Business conditions were tough for many sectors in the wool textile industry in 2013, continuing the pattern seen since the second half of 2012. There has been a moderate improvement in some sectors in the first half of 2014. A solid rebound in all sectors is expected in the second half of the year.

The latest results from the International Wool Textile Organisation’s (IWTO) annual wool textile business survey were presented at the 2014 Congress of the IWTO held in Cape Town at the end of April. As figure 1 shows, business activity was poor in many sectors of the world wool textile industry at the end of 2013.

The improvement that had been expected when the Survey was previously taken in May 2013 did not eventuate, which hurt key sectors, notably garment making, weaving and spinning. These negative results cascaded to early stage processing in April/May 2014, when the current Survey was taken. While poor order levels were a particular concern, the 2014 Survey results pointed to excess stocks, notably of greasy wool, wool top, wool yarn and wool fabric, by April/May 2014. Given these results, it is no wonder that demand for raw wool for use in the apparel industry has fallen in recent months.

There are some bright spots, however, with both the knitting and interior textiles industries reporting on-going good to very good production activity levels (figure 1). As well, stocks are under control in these sectors.

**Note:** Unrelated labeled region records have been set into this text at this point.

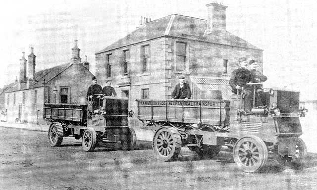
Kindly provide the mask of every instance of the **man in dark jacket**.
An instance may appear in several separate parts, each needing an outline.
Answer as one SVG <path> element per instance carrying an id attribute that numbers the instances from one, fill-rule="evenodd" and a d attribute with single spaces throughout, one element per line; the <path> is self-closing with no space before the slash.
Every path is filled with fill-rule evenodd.
<path id="1" fill-rule="evenodd" d="M 111 83 L 109 81 L 106 81 L 106 86 L 103 89 L 103 94 L 105 94 L 106 96 L 115 96 L 117 95 L 114 88 L 111 86 Z"/>
<path id="2" fill-rule="evenodd" d="M 97 84 L 97 79 L 95 77 L 93 77 L 92 80 L 93 84 L 88 88 L 87 96 L 88 98 L 88 100 L 92 100 L 94 102 L 93 108 L 95 110 L 99 107 L 100 103 L 100 99 L 97 98 L 98 95 L 95 95 L 95 94 L 101 94 L 103 89 L 100 85 Z"/>
<path id="3" fill-rule="evenodd" d="M 245 93 L 244 98 L 244 109 L 246 111 L 251 110 L 251 101 L 252 92 L 247 86 L 247 83 L 251 81 L 251 73 L 246 69 L 248 65 L 247 58 L 240 57 L 238 60 L 239 68 L 234 70 L 230 76 L 229 84 L 232 88 L 232 92 L 237 94 L 238 90 L 241 92 L 242 87 Z M 239 92 L 239 94 L 241 93 Z"/>
<path id="4" fill-rule="evenodd" d="M 192 92 L 190 91 L 189 85 L 184 82 L 185 77 L 180 76 L 178 79 L 179 83 L 175 86 L 172 93 L 172 98 L 173 99 L 190 99 Z"/>
<path id="5" fill-rule="evenodd" d="M 245 89 L 247 83 L 251 80 L 250 72 L 246 68 L 248 65 L 247 58 L 241 57 L 238 62 L 239 68 L 232 72 L 229 81 L 229 84 L 232 88 L 232 92 L 234 94 L 237 94 L 237 90 L 241 89 L 242 87 Z"/>
<path id="6" fill-rule="evenodd" d="M 267 80 L 267 78 L 262 73 L 259 71 L 256 68 L 259 66 L 259 63 L 255 60 L 251 60 L 249 63 L 248 69 L 250 70 L 251 76 L 251 82 L 253 83 L 260 83 L 261 82 L 264 82 Z M 252 90 L 253 91 L 253 87 L 252 87 Z M 268 98 L 267 95 L 263 93 L 262 90 L 262 85 L 257 85 L 256 86 L 256 105 L 267 105 L 266 99 Z M 252 97 L 252 99 L 253 97 Z M 252 101 L 253 101 L 253 100 Z"/>

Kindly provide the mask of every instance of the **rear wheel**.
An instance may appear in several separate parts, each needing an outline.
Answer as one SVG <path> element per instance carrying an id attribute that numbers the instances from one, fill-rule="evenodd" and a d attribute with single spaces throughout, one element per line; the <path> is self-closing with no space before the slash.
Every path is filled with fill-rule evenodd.
<path id="1" fill-rule="evenodd" d="M 129 128 L 125 138 L 121 141 L 121 145 L 124 150 L 131 150 L 134 149 L 137 142 L 137 136 L 135 131 L 131 128 Z"/>
<path id="2" fill-rule="evenodd" d="M 276 159 L 283 166 L 292 167 L 300 165 L 307 152 L 306 145 L 303 140 L 298 138 L 295 144 L 295 153 L 294 155 L 282 156 L 276 152 Z"/>
<path id="3" fill-rule="evenodd" d="M 86 129 L 83 133 L 82 146 L 86 151 L 94 151 L 97 144 L 96 131 L 92 128 Z"/>
<path id="4" fill-rule="evenodd" d="M 49 140 L 52 146 L 57 146 L 63 142 L 64 131 L 63 126 L 60 123 L 53 123 L 49 129 Z"/>
<path id="5" fill-rule="evenodd" d="M 233 158 L 239 168 L 245 172 L 260 170 L 267 161 L 267 148 L 259 137 L 250 136 L 241 138 L 233 149 Z"/>
<path id="6" fill-rule="evenodd" d="M 181 138 L 177 130 L 171 127 L 158 129 L 153 138 L 153 149 L 162 161 L 177 158 L 182 147 Z"/>

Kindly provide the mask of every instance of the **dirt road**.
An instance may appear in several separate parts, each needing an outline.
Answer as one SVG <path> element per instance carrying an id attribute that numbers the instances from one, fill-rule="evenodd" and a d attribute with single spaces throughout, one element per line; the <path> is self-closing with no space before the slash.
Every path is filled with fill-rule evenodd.
<path id="1" fill-rule="evenodd" d="M 80 142 L 65 138 L 62 146 L 49 144 L 47 133 L 0 128 L 0 189 L 4 190 L 311 190 L 317 189 L 317 153 L 304 164 L 285 168 L 269 161 L 264 172 L 239 170 L 231 154 L 215 160 L 183 148 L 177 161 L 158 160 L 151 145 L 137 150 L 118 145 L 84 152 Z"/>

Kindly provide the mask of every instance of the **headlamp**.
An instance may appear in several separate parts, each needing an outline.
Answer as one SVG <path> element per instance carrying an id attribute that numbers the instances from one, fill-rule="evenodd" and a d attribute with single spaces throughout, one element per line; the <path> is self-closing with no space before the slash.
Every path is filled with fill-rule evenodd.
<path id="1" fill-rule="evenodd" d="M 281 111 L 278 108 L 275 108 L 273 110 L 273 112 L 276 116 L 278 116 L 281 114 Z"/>

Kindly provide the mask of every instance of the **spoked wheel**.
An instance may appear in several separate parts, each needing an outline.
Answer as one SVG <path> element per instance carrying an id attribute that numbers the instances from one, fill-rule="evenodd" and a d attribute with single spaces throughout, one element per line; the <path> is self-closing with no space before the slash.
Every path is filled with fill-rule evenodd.
<path id="1" fill-rule="evenodd" d="M 297 166 L 301 164 L 307 152 L 306 145 L 302 139 L 298 138 L 296 140 L 295 150 L 294 155 L 282 156 L 276 152 L 276 159 L 283 166 L 289 167 Z"/>
<path id="2" fill-rule="evenodd" d="M 85 130 L 83 133 L 81 145 L 84 150 L 86 151 L 94 151 L 97 144 L 97 138 L 96 131 L 89 128 Z"/>
<path id="3" fill-rule="evenodd" d="M 49 129 L 49 140 L 52 146 L 59 146 L 63 141 L 63 126 L 59 123 L 53 123 Z"/>
<path id="4" fill-rule="evenodd" d="M 182 140 L 177 130 L 171 127 L 158 129 L 153 138 L 153 149 L 162 161 L 177 158 L 182 147 Z"/>
<path id="5" fill-rule="evenodd" d="M 125 138 L 121 141 L 121 145 L 124 150 L 131 150 L 134 149 L 137 143 L 137 136 L 135 131 L 131 128 L 129 128 Z"/>
<path id="6" fill-rule="evenodd" d="M 245 172 L 258 171 L 267 161 L 267 148 L 259 137 L 250 136 L 241 139 L 233 149 L 233 158 Z"/>

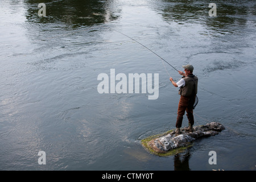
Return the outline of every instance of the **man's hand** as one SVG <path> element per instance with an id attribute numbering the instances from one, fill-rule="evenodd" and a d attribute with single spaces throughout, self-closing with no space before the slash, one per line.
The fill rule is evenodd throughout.
<path id="1" fill-rule="evenodd" d="M 175 83 L 175 82 L 174 81 L 174 79 L 172 79 L 172 77 L 170 78 L 170 81 L 171 81 L 172 82 L 172 85 L 174 85 L 174 86 L 177 87 L 177 84 Z"/>
<path id="2" fill-rule="evenodd" d="M 178 72 L 180 75 L 185 76 L 185 73 L 181 72 L 181 71 L 178 71 Z"/>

This helps to explain why prices for broader wool used in interior textiles and, to some extent, merino cardings have been relatively better than prices for merino fleece wool in the past six months or more.

These results were confirmed by sentiment among delegates at the IWTO Congress, with the Chinese delegates noting that, in their view, excess stocks were a particular concern.

Looking ahead, the Survey results point to a rebound in production activity levels in the second half of 2014 in all sectors (the shaded area of figure 1). Furthermore, Survey respondents expect the excess stocks to be cleared and the stock position to return to ‘normal’.

The Current Situation and Short Term Outlook for the Global Wool Industry

Chris Wilcox gives insights to the drivers of demand, from retail back through the wool textile industry, and trends in the production of wool. His presentation given at the 83rd IWTO Congress 2014 reports on the outlook for economic trends, market developments and the impact on the wool textile industry.

Click here to see Chris' IWTO presentation

What does this mean?

The weak raw wool demand at auction and softer wool prices in the past six months can be traced directly to the tough business conditions within the wool textile industry at the end of 2013, notably garment making, weaving and spinning.

A solid rebound in business conditions in all sectors of the wool textile industry is expected in the second half of 2014. This positive outlook augurs well for an improvement in raw wool demand in the second half of 2014 and into 2015, particularly if clothing retailer orders pick up. However, the timing of the improvement will depend on excess stocks within each stage of the wool textile industry being cleared.